Rüzgar tatlı tatlı yüzümü yalayıp geçiyordu. " Düldül senin koca bebek yine bana kızdı bu sefer benden ayrılmak istiyormuş. Neden çocuk yapmak istemiyorum diye!" bu konuyu kendime hatırlattıkça daha da sinirleniyordum.
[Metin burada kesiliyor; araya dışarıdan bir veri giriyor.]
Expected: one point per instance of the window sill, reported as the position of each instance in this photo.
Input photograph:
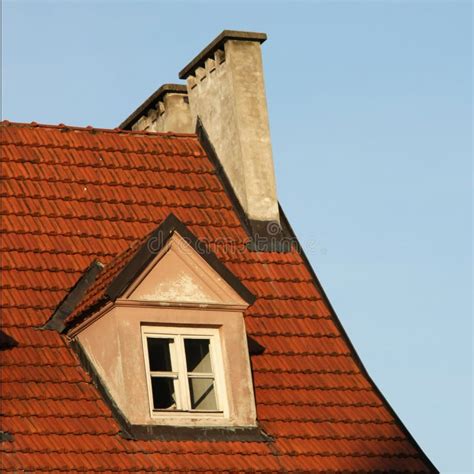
(184, 433)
" Ne demek yani beni tatilden geri getiriyor sonra takım elbisesini giyip evden gidiyor bir de üstüne arıyor ayrılalım diye! Ne demek bu ağzına sıçayım demek mi! Ne yani! Ne istiyor benden! Tamam yani şimdi kötü bir şey istediğinden değil. İkimize ait bir şeyler istiyor. Baba olmak istiyor ama ben daha onunla vakit geçirmek istiyorum. Aslında ona iyilik yapıyorum. Sonra benimle ilgilenmiyorsun diye kızacak. Niye saçma küçük şeylerden kavga çıkarıyor. Bahane mi arıyor? " içimi Düldül'e boşaltırken yine o uçurumun kenarına gelmiştim.
Buradan güneşin batışı harika gözüküyordu. Oğuzhan burayı sevmiyordu. Buraya geldiğimizde hüzünleniyor ve dalgın dalgın bakıyordu. Birden sesler duymaya başlamıştım. Telin arkasından bir hışırtı geliyordu. Sonra bir ağlama sesi duymuştum.